До сих пор одно из важнейших, хотя и ошибочных, направлений экологической мысли строилось на отсутствии достаточно убедительных аргументов против отделения экономического роста от материальных условий производства. В неоклассической экономической теории на первый план вышла концепция, в которой экономический рост предстает как усиление интенсивности денежного оборота на данной территории, а не как взаимодействие человека с его материальным окружением. Такое мышление помешало экономистам уделить должное внимание метаболическим процессам. Обмен питательных веществ между растениями и животными, плодородность почв, циркуляция продуктов и ресурсов между городом и деревней остались за рамками доминирующих экономических моделей.
И все же, как показывает, например, Жан-Батист Фрессо, альтернативная терминология существовала. Экономический рост можно было рассматривать в категориях взаимозависимости экосистем. Если бы только мы сделали упор на понятие экосистемы как совокупности живых организмов, которые вместе борются за выживание на конкретной территории, успешно существуют в различных симбиозах и общими усилиями создают себе жилище (греч. «ойкос»[531])! Возможно, если бы мы мыслили в категориях циркуляции, равновесия и необходимости возобновления ресурсов, дело бы не дошло до истощения планеты и отчуждения человека от окружающей среды[532].

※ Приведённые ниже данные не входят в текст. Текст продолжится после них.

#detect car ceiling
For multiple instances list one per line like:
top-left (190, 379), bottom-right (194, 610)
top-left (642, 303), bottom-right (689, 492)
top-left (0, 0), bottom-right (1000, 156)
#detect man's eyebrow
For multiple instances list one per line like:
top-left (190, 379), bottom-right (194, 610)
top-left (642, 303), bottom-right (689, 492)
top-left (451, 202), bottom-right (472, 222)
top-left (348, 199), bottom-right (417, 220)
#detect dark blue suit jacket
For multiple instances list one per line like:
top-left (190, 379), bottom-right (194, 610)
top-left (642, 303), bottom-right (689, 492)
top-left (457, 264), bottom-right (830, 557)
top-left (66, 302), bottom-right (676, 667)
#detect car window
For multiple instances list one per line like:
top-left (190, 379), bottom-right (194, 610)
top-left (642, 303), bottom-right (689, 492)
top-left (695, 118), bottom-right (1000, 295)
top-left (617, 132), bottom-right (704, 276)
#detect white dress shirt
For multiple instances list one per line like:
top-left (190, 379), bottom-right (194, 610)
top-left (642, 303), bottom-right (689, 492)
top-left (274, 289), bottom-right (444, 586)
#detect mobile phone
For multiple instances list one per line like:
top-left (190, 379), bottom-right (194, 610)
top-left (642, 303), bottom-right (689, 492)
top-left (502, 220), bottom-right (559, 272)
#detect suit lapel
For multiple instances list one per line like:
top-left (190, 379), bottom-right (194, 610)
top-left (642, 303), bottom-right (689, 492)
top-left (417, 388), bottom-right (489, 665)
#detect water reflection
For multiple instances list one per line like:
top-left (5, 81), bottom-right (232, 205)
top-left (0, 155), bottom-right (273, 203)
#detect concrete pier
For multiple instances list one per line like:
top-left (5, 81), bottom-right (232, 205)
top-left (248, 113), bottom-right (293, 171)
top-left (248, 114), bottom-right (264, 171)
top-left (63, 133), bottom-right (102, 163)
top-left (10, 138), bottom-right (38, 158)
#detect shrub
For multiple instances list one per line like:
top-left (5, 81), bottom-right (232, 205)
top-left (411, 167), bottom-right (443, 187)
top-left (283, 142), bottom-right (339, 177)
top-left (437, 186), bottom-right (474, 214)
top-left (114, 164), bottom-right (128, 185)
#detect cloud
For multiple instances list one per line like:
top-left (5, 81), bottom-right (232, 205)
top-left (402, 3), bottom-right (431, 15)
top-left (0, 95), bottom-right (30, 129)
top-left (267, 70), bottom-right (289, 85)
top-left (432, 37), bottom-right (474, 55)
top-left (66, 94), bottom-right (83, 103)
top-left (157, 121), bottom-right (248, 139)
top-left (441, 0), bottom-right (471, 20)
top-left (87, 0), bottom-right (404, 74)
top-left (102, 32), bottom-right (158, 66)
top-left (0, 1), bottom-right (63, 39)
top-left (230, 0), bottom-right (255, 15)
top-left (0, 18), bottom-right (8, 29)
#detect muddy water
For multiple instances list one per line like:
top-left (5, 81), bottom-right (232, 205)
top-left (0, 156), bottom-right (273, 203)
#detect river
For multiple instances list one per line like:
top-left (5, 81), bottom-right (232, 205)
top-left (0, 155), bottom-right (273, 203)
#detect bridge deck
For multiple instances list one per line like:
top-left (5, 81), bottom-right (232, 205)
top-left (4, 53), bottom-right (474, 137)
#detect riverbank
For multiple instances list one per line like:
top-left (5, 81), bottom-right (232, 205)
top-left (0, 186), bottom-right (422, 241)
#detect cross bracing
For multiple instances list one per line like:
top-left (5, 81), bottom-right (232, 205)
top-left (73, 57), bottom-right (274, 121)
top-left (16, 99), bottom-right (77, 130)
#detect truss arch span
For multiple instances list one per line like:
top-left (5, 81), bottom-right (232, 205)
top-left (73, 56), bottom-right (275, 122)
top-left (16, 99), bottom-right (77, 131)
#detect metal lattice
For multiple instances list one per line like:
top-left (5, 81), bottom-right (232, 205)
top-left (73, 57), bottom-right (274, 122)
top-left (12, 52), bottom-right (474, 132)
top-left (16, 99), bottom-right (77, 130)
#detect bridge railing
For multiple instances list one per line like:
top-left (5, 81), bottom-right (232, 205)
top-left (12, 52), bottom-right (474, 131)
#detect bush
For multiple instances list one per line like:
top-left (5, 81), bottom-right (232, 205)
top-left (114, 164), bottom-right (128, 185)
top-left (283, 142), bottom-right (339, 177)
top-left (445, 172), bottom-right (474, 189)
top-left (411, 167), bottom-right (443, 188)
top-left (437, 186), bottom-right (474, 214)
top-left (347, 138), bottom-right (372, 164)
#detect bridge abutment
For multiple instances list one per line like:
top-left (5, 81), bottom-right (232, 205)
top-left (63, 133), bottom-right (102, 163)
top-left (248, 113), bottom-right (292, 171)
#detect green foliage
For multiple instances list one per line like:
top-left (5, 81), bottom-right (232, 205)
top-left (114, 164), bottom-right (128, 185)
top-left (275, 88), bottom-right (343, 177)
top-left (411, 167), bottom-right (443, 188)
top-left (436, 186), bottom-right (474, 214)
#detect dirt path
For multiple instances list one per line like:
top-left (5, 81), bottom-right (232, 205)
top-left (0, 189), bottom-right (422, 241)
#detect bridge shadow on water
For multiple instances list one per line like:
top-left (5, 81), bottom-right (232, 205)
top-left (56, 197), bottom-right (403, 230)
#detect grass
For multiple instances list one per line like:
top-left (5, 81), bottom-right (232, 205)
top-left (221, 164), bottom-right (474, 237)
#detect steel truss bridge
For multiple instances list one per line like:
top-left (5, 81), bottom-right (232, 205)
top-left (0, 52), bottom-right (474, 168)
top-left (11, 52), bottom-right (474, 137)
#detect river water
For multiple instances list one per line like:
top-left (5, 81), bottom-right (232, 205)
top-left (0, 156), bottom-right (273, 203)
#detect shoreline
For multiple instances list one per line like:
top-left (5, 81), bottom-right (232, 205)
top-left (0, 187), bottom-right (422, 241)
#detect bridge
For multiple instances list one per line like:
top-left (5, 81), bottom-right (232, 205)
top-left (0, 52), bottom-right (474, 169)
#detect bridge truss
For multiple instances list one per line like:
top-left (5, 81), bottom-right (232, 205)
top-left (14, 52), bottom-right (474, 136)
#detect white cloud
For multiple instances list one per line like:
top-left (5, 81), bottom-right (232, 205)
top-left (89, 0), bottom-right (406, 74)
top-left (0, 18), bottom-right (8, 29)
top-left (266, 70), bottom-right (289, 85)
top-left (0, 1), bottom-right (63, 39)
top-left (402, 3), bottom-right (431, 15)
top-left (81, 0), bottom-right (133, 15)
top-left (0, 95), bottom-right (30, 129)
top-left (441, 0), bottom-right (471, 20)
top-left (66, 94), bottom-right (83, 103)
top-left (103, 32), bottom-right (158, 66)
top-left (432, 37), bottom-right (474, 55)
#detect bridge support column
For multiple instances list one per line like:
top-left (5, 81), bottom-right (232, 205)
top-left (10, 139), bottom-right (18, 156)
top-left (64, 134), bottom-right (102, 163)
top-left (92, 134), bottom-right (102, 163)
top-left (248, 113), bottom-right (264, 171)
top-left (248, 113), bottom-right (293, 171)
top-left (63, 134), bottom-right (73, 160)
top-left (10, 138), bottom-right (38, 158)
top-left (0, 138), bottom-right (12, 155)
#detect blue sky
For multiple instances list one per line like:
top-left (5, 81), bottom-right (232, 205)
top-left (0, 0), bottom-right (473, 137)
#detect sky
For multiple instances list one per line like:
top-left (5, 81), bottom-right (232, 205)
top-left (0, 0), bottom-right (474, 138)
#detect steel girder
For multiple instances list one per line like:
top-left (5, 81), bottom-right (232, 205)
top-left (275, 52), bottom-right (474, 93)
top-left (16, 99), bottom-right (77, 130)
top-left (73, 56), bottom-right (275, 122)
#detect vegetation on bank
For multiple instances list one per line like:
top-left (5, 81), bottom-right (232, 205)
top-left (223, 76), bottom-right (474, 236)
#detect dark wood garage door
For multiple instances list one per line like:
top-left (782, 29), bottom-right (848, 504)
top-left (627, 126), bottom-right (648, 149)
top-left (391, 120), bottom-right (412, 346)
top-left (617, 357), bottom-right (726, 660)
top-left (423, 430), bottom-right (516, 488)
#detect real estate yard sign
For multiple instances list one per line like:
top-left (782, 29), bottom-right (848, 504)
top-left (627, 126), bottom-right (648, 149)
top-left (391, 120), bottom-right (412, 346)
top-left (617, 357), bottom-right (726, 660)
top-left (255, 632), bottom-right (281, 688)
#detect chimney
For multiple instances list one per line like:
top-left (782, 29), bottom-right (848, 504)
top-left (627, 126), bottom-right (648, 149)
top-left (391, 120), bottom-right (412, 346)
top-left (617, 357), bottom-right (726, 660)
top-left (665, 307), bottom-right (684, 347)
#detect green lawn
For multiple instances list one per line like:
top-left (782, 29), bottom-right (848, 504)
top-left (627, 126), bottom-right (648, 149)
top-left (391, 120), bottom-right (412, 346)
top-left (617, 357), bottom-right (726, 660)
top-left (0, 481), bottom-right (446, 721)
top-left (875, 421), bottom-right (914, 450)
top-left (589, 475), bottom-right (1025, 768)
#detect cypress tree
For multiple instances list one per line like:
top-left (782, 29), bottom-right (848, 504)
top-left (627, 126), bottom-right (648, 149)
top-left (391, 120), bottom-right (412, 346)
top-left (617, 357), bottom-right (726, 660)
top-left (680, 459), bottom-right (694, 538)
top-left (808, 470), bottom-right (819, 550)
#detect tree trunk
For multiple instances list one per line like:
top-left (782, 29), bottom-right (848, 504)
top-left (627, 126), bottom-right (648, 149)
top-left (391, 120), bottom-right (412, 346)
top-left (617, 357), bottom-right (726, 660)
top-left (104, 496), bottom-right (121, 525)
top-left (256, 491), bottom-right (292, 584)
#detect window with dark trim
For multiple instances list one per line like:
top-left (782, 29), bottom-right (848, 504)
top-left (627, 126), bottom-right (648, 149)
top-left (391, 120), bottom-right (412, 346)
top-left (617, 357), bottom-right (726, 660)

Авторам работ об устойчивом развитии вменяют в вину, что они редко ставят фундаментальные этические вопросы в отношении господствующих экономических моделей[533]. А нам между тем жизненно необходима чуткая к проблемам окружающей среды этичная экономика, которая бы рассматривала стимулирование потребления и пропаганду гипериндивидуализма как позорные, скандальные явления[534].